The Statue of Liberty is the most famous French statue in the United States, but almost 20,000 other French creations also dot the country in places as diverse as Philadelphia, Honolulu, and Duluth in Minnesota. This collection piqued the curiosity of Laure de Margerie, a former documentarist from the Musée d’Orsay in Paris, and inspired her to create an online catalogue. The Massachusetts-based researcher told us about her “public service” mission, which she hopes to finish by 2027.
France-Amérique: How do you carry out your research?
Laure de Margerie: Searching for a French sculpture in a country as vast as the United States is a lot like looking for a needle in a haystack! I started listing French statues in 2001. I began by looking through American museum catalogues and picking them out one by one. The curators are a huge help, but discovering a statue is also largely down to luck. I was researching at the Brooklyn Museum a few days ago, and I came across a statue that the Clark Institute in Williamstown, Massachusetts, had been trying to find for more than 20 years. The piece in question was Jean Gautherin’s L’inspiration, a marble statue from 1887 depicting a woman playing the harp. It used to belong to Henry Marquand, a major American philanthropist and art collector, who donated many of his pieces to the Metropolitan Museum of Art in New York.
Why are there so many French statues in the United States?

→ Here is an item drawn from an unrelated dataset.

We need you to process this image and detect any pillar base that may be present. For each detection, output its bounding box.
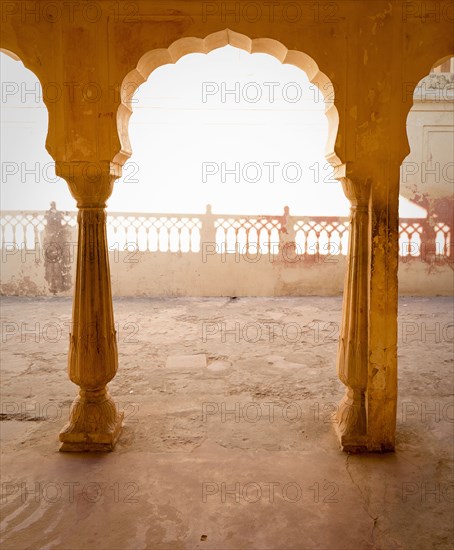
[334,424,369,453]
[59,388,124,453]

France contributed to the birth of the United States, and French sculptors of the time were immediately associated with American history. The Statue of Liberty by Frédéric Auguste Bartholdi is now the most representative example of Franco-American friendship. The excellence of French smelters during the second half of the 19th century also helped to spread the reputation of French art. American collectors acquired many of these pieces — especially by Rodin. Today, French statues are displayed in more than 400 places across the United States. A bronze statue by Pierre-Marie Poisson is exhibited in Medora, North Dakota, in homage to French explorer Marquis de Morès, who founded the city in 1883. The former Maison Française on New York’s Fifth Avenue features bas-reliefs that were sculpted and gold-leafed by Frenchman Alfred Janniot. And the White House boasts five busts by Jean-Antoine Houdon, including one of Benjamin Franklin in bronze and another of Thomas Jefferson in porcelain.
You counted 900 statues by Rodin in the United States. How do you explain such a success?
There are 200 more left to find! Auguste Rodin was enormously successful in the United States during the 20th century, partly thanks to his popularity with rich American collectors such as New York financier Bernard Gerald Cantor and his wife Iris. Together they accumulated the biggest private collection of works by Rodin. Their sculptures, as well as their drawings, photographs and various objects, can be admired all over the United States, from the Stanford University Museum in California to Raleigh in North Carolina. The Musée Rodin in Paris [which reopened in November 2015] has shown a lot of interest in my research, and we are currently negotiating a partnership. As well as Rodin, the 19th-century French sculptor Antoine-Louis Barye is also renowned for his animal-themed sculptures. I already catalogued 872 of his works on my website, which are displayed in places such as Rittenhouse Square in Philadelphia, the Tweed Museum of Arts in Duluth, Minnesota, and the Denver Art Museum in Colorado.